Definitivamente con tantos días en casa pierdo el control y la noción de lo que sucede. En casi treinta días escribiendo de aquéllos y de los otros, uno olvida hablar del diario. De si va bien o si va mal. De si asimilo el discurso de agoreros y deslenguados que les importa un pimiento todo lo que no sea su imagen y consideración, mientras aquí, en el encierro, un día tras otro nos saludamos con la misma tristeza e idéntico vacío. Acaso sea que mis entendederas ya están cansadas de tanto trajín, de tanto fake, de tanto watsap. Diré al menos que soy afortunado. La duda es hasta cuándo seguiré siendo.

En la mitad del confinamiento, todo pierde la razón. Y el sentido. Sobran motivos para pensar que nada es como era. Que lo que ayer era blanco, hoy es gris. Y mañana será negro. La mitad, como si de una vida se tratara, da para mucho. Hasta para acertar a comprender cómo te has equivocado, cómo has defendido con rigor el azul, el amarillo, el rojo, el fresa, sin que en verdad, nada fuera azul. Ni amarillo. Ni tan siquiera fresa…

¿Qué nos queda? ¿Qué nos queda para ver la luz? Echo de menos hasta mis zapatos, los que me apretaban el pie hasta no poder con ellos. Echo de menos su dolor, el que me hacía sentir vivo, el deseo de llegar a casa para quitármelos. Por no recordar, he olvidado mi niñez: la primera calada a escondidas, mi pandilla, la ciruela robada en la huerta del Carilla, mi libertad, el azul del cielo en mi primer cuaderno, el amarillo del sol en mi apenas iniciada hoja de ruta, el rojo fuerte de mis primeros años de vida… No sé dónde están. No sé dónde fueron a parar.

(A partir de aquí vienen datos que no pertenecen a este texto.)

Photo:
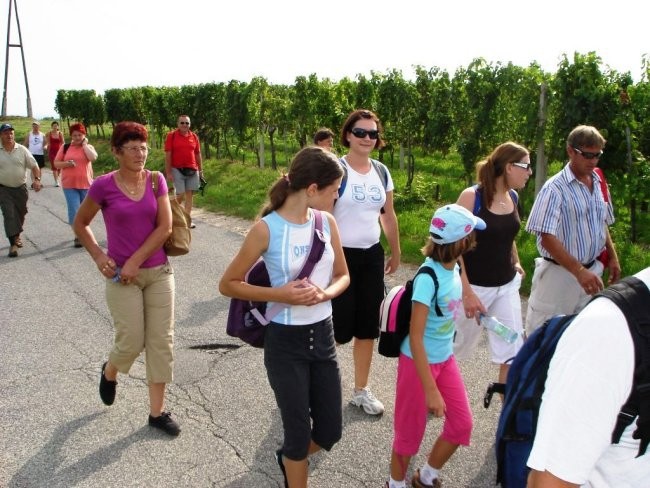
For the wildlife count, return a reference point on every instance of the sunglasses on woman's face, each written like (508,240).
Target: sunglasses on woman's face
(360,133)
(522,164)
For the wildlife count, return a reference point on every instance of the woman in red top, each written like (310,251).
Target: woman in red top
(76,168)
(54,140)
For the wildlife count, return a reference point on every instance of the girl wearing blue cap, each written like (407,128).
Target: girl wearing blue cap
(428,378)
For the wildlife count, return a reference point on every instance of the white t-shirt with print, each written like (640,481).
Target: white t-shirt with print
(357,210)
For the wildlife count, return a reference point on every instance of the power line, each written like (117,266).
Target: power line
(12,3)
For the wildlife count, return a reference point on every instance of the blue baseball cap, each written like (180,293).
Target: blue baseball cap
(452,223)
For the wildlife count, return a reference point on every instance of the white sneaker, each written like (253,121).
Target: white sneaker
(366,400)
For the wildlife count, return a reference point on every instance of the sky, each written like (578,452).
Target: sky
(103,44)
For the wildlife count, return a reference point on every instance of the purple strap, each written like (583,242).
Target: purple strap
(316,249)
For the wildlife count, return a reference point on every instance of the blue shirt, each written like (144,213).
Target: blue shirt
(567,209)
(438,331)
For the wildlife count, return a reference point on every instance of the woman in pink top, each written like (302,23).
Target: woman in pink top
(75,164)
(54,140)
(139,279)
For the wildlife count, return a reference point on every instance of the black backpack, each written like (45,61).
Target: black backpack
(527,377)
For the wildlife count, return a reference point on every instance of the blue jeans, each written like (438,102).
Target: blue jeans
(73,197)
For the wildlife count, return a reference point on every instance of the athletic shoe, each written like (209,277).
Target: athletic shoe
(165,423)
(416,483)
(278,458)
(107,388)
(366,400)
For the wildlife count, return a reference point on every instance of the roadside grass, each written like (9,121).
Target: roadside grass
(239,189)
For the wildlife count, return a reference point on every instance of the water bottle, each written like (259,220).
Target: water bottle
(503,331)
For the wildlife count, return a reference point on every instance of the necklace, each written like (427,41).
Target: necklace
(130,191)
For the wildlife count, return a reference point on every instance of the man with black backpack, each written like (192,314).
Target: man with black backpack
(589,378)
(570,218)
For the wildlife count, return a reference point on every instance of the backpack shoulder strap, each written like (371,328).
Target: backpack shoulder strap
(344,180)
(514,196)
(429,271)
(632,296)
(316,248)
(478,197)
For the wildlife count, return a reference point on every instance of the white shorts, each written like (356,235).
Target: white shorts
(504,303)
(555,291)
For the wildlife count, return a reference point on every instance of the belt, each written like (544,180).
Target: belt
(586,265)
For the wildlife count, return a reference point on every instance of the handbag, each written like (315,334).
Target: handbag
(178,242)
(247,320)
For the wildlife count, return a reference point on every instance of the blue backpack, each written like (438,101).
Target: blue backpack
(527,377)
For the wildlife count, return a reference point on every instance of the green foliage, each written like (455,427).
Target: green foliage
(440,124)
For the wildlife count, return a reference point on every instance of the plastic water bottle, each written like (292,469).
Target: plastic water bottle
(503,331)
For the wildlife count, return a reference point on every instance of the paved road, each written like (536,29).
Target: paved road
(55,332)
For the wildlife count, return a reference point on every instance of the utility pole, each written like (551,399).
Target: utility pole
(12,4)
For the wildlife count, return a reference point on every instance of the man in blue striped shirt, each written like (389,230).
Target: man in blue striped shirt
(570,218)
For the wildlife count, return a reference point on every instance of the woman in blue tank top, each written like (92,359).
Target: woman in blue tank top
(299,348)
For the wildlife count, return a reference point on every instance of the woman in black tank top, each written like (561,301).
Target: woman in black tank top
(491,273)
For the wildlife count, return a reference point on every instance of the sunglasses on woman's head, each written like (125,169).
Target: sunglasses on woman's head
(362,133)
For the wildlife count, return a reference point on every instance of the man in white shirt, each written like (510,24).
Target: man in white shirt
(37,144)
(589,379)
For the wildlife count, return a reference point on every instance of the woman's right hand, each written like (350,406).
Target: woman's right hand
(472,305)
(106,266)
(299,292)
(435,402)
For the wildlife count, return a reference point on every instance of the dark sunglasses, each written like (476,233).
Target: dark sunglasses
(588,155)
(522,164)
(361,133)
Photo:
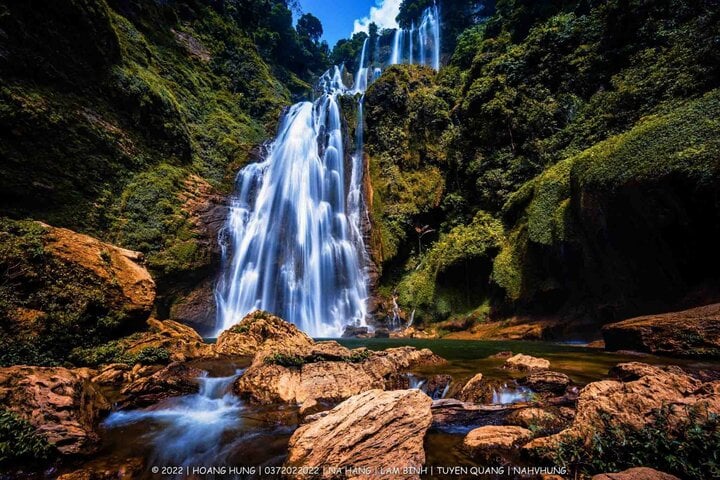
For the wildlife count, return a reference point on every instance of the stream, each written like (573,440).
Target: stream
(214,428)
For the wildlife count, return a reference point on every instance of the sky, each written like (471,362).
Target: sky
(342,18)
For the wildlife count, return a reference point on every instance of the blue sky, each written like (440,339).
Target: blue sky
(340,18)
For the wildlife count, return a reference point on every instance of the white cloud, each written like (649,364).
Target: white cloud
(383,14)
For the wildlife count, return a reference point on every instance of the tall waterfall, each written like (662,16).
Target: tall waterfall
(293,242)
(295,246)
(419,45)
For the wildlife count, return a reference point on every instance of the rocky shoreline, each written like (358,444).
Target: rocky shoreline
(355,408)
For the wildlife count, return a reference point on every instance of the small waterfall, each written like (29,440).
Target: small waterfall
(427,35)
(191,427)
(295,247)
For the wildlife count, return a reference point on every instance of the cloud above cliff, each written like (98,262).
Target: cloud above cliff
(383,14)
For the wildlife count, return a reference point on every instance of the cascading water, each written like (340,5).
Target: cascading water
(191,427)
(295,244)
(425,38)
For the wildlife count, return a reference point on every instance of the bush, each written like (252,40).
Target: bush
(688,450)
(20,443)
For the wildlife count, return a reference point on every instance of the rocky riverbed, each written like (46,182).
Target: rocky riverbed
(268,398)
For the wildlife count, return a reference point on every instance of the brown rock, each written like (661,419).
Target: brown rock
(639,473)
(262,332)
(173,380)
(546,382)
(62,404)
(181,341)
(535,418)
(111,264)
(367,431)
(449,412)
(634,403)
(489,439)
(526,362)
(694,332)
(126,469)
(327,380)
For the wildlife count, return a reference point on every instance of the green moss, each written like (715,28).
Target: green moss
(116,352)
(47,306)
(20,444)
(465,246)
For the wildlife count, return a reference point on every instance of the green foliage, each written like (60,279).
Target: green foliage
(434,286)
(297,361)
(688,449)
(47,306)
(116,352)
(20,443)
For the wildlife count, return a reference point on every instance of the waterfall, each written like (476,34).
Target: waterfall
(293,242)
(427,35)
(295,246)
(192,427)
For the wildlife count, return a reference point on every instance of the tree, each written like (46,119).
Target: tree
(309,26)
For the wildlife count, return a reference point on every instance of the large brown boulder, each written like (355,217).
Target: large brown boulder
(181,341)
(484,441)
(110,264)
(260,332)
(694,332)
(526,362)
(373,430)
(638,473)
(634,403)
(326,372)
(174,380)
(546,382)
(62,404)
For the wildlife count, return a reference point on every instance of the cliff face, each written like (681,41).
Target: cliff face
(128,119)
(584,137)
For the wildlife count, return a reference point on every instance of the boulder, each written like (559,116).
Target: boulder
(634,403)
(526,362)
(118,374)
(62,404)
(484,441)
(181,341)
(638,473)
(694,332)
(535,419)
(262,332)
(112,265)
(103,469)
(351,331)
(173,380)
(376,429)
(546,382)
(451,414)
(315,374)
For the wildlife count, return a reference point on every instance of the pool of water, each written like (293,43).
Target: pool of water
(215,428)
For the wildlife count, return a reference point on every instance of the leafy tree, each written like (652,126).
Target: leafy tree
(309,26)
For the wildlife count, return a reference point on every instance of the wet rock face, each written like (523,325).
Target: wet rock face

Hoy ha llovido todo el día. Dura vuelta al ritmo vital made in pandemia, al toque de corneta a las nueve, a los deberes, a llenar el día de cuentas, regañinas, juegos, besos, lecturas, bicicleta, abrazos… El día no fue bueno. La noche tampoco. Me desperté sobresaltado. Algo buscaba, pero no sé lo que era. Algo que me hiciera salir de esta martilleante angustia. Recobrar la calma. En la mitad del confinamiento, la vida parece perder la calma.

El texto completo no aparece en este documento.